Elle a d’abord cru que c’était la marque de la ceinture. Elle était nue face au miroir, en train de regarder ce ventre rond dans lequel je prenais désormais toute la place. Elle a baissé la tête, pour essayer de mieux voir, mais rien à faire : sa vision n’atteignait plus le versant inférieur du ventre. Les seuls à avoir ce privilège étaient le gynécologue (souvent), la sage-femme (très souvent), l’esthéticienne (pas assez) et mon père (les jours de fête).
Elle s’est donc approchée du miroir, son ventre tendu vers l’avant, les mains en soutien. Oui, c’était bien ça. Le bandeau du pantalon avait imprimé quelques plis sur la peau, ce serait parti le lendemain.

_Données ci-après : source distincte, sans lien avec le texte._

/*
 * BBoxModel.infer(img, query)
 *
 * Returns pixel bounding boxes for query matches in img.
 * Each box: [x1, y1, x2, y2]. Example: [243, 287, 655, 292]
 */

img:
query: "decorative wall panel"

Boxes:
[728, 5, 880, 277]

Elle est allée se coucher en suivant le rituel quotidien bi-mensuel : s’enduire le ventre d’huile et masser doucement. J’aime bien ce rituel, j’ai l’impression de me faire masser aussi. Mon père, lui, apprécie beaucoup moins. Les premières fois, il comparait ma mère à une frite, mais il a arrêté quand il a réalisé que ça provoquait invariablement une envie de frites chez ma reum. Maintenant, il la compare à une plaque de beurre, bizarrement ça provoque moins d’envies. Quoique. Avec un peu de pain frais…

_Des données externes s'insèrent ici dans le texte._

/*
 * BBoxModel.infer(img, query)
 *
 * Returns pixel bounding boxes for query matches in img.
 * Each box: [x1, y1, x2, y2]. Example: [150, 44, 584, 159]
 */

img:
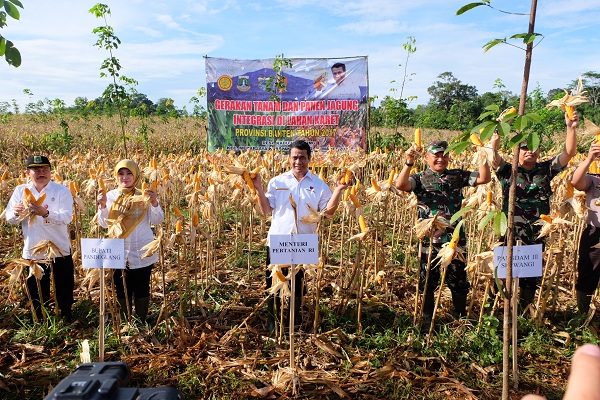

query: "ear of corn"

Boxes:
[371, 177, 381, 192]
[242, 171, 256, 196]
[388, 169, 396, 186]
[565, 106, 575, 119]
[250, 167, 260, 178]
[98, 178, 106, 194]
[415, 128, 423, 147]
[342, 190, 350, 201]
[340, 169, 352, 185]
[275, 269, 285, 282]
[358, 214, 369, 233]
[350, 193, 360, 208]
[470, 133, 483, 146]
[69, 181, 77, 197]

Le lendemain matin, elle s’est levée sans y penser. Jusqu’à ce qu’elle rencontre le miroir et réalise que les traces étaient encore là. L’espace d’un instant, elle a envisagé la possibilité qu’il s’agisse de traces laissées par les draps. Mais quand même, c’était étrange qu’elles soient exactement au même endroit que la veille au soir. Il lui fallait ouvrir les yeux, accepter l’inacceptable.
C’était bel et bien des connasses de vergetures. Trois connasses de vergetures, pour être tout à fait exact. Sans doute le papa, la maman et le bébé. Ou le papa, la maman et l’amant, que sais-je.